Electrospinning of C-doped ZnO nanofibers with high visible-light photocatalytic activity

Abstract

In this work, C-doped ZnO nanofibers were successfully fabricated by electrospinning the precursor solution consisting of polyacrylonitrile and zinc acetate composite through a facile single capillary, followed by thermal decomposition of the precursor fibers. The as-prepared nanofibers were characterized by scanning electron microscopy, transmission electron microscopy, X-ray diffraction, resonant Raman spectra, thermal gravimetric and differential thermal analysis, and Fourier transform infrared spectroscopy spectra, respectively. The results indicated that C-doped ZnO nanofibers were fabricated when the calcination temperature of the precursor fibers reached to 450 °C. Photocatalytic tests displayed that the C-doped ZnO nanofibers possessed a much higher degradation rate of rhodamine B than the pure ZnO nanofibers under visible light.
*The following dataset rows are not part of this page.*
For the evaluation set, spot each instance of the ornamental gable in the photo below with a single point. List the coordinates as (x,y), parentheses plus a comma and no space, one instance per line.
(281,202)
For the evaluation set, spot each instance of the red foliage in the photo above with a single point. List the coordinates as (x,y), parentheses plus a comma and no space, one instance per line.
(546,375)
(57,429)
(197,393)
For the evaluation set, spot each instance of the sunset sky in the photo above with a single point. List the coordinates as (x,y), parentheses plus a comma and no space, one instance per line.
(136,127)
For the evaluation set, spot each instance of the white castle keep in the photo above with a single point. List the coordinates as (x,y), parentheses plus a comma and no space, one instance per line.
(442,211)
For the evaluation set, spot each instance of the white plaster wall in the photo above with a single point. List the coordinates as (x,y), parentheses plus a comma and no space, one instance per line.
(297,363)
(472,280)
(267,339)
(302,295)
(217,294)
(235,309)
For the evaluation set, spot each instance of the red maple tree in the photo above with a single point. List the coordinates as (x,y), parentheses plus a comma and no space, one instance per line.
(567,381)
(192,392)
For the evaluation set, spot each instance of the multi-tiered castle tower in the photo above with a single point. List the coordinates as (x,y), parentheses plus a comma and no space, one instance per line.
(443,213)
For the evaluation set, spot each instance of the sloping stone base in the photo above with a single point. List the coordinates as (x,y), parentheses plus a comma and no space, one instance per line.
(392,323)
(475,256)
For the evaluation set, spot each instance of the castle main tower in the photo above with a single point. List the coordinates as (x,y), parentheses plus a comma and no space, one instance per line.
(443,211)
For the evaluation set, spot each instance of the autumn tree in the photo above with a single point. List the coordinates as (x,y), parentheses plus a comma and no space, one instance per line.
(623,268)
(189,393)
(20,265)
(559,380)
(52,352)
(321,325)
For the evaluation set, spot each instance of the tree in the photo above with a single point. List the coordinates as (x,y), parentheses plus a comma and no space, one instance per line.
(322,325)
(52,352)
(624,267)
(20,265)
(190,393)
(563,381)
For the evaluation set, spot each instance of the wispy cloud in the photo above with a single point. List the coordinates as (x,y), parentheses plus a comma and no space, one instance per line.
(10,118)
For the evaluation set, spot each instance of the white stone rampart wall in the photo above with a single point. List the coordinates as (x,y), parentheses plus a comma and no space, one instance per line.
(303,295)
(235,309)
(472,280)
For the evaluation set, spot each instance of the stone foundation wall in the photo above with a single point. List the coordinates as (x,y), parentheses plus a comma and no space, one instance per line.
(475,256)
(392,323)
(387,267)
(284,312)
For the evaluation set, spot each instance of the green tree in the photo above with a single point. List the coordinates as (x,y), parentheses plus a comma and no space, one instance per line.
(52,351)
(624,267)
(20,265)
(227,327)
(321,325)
The enhanced photocatalytic activity could be attributed to the formation of the new energy states because of the carbon doping, which might reduce band gap of the ZnO. Moreover, the C-doped ZnO nanofibers could be easily recycled without the decrease in the photocatalytic activity due to their one-dimensional nanostructural property. And the self-doped and photocatalysis mechanisms of C-doped ZnO nanofibers have been discussed. C-doped ZnO nanofibers with high visible-light photocatalytic activity were fabricated by combining the electrospinning technique and thermal decomposition process.